Open Humans has its roots in the Personal Genome Project,
whose purpose was to supply scientists with human genomic data so that
they could make discoveries more quickly. The geneticist George Church
created a project to sequence the genome of individual volunteers who
agreed to donate their genomic data non-anonymously, creating a common
data resource. Since many important genomic questions cannot be answered
with genome data alone, volunteers also shared other information about
themselves. The Personal Genome Project inevitably became a somewhat
more general personal data resource for science; however, with its focus
on genomic data, much relevant data, including the kind of data that
could be collected in daily life, remained out of scope.

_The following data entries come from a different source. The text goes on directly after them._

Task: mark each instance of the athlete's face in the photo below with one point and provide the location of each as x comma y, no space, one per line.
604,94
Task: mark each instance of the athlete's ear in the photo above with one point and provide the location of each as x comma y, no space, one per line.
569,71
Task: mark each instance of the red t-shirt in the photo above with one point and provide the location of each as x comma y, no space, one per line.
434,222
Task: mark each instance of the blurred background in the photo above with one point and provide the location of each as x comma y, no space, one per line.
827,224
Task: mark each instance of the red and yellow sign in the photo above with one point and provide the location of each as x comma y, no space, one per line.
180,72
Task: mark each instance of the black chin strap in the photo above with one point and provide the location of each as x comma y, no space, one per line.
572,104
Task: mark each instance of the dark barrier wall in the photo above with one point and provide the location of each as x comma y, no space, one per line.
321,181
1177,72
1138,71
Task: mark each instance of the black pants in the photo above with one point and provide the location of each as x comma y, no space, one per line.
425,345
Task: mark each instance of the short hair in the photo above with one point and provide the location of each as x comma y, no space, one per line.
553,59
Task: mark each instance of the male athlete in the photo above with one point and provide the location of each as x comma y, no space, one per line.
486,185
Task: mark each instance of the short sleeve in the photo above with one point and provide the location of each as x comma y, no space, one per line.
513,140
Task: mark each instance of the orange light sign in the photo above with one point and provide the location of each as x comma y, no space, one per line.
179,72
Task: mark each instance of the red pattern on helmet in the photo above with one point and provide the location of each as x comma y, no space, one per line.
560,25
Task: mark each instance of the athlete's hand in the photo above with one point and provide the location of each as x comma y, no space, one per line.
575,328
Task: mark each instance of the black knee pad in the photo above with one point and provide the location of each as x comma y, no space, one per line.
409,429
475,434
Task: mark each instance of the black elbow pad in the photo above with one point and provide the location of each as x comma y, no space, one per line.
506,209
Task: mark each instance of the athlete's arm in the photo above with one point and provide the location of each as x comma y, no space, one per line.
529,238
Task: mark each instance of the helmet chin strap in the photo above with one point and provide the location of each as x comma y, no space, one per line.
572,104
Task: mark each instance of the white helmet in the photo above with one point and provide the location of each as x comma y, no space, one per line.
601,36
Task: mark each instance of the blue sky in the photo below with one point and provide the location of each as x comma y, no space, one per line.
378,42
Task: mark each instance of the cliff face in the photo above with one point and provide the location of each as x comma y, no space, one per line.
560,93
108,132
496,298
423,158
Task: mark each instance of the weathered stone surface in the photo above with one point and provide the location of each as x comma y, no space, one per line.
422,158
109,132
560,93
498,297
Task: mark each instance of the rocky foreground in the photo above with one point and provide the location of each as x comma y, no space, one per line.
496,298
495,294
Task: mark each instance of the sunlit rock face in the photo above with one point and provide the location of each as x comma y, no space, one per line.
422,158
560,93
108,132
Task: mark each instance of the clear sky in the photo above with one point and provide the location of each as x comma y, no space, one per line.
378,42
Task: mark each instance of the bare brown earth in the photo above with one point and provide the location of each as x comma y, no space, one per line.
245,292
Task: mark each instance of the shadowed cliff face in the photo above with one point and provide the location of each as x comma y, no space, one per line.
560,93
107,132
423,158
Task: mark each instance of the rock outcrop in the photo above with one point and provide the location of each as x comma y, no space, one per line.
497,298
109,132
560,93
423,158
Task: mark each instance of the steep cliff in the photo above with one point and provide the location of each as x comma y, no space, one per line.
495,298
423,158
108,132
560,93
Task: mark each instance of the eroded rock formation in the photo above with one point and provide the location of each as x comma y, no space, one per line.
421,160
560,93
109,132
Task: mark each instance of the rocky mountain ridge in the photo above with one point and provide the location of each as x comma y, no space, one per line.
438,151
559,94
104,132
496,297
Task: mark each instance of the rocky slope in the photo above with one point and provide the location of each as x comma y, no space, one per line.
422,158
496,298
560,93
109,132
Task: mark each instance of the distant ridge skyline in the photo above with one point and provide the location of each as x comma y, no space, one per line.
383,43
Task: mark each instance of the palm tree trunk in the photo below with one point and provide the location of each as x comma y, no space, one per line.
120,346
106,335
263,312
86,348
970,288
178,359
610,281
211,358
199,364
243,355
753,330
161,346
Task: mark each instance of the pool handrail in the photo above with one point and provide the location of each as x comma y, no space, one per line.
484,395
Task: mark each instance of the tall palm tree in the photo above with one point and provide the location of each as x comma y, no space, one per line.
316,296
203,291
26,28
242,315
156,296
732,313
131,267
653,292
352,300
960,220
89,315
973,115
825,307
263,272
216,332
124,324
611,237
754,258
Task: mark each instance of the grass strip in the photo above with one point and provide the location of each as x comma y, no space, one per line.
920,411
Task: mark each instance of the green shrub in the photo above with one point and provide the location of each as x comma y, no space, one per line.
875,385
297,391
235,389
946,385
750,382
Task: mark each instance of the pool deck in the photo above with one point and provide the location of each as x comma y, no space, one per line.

When I first met Jason Bobe, who co-founded Open Humans with Mad Price Ball,
he was keenly interested in this question of how to connect personal
genomes with other personal data sets. Jason had worked with George
Church on the Personal Genome Project. He and Mad saw Open Humans as an
analogous effort, but one that would allow volunteers to contribute any
kind of data. The Personal Genome Project was now a decade old. Perhaps,
with deep personal data sets to work with, scientists could deliver on
the promise of genomics to revolutionize medicine, a promise that had
been long frustrated by the complexity connecting genomic data with real
I understood the goal. A few years earlier, I’d written a long Wired story about the taxonomic collaboration between Daniel Janzen and Paul Hebert.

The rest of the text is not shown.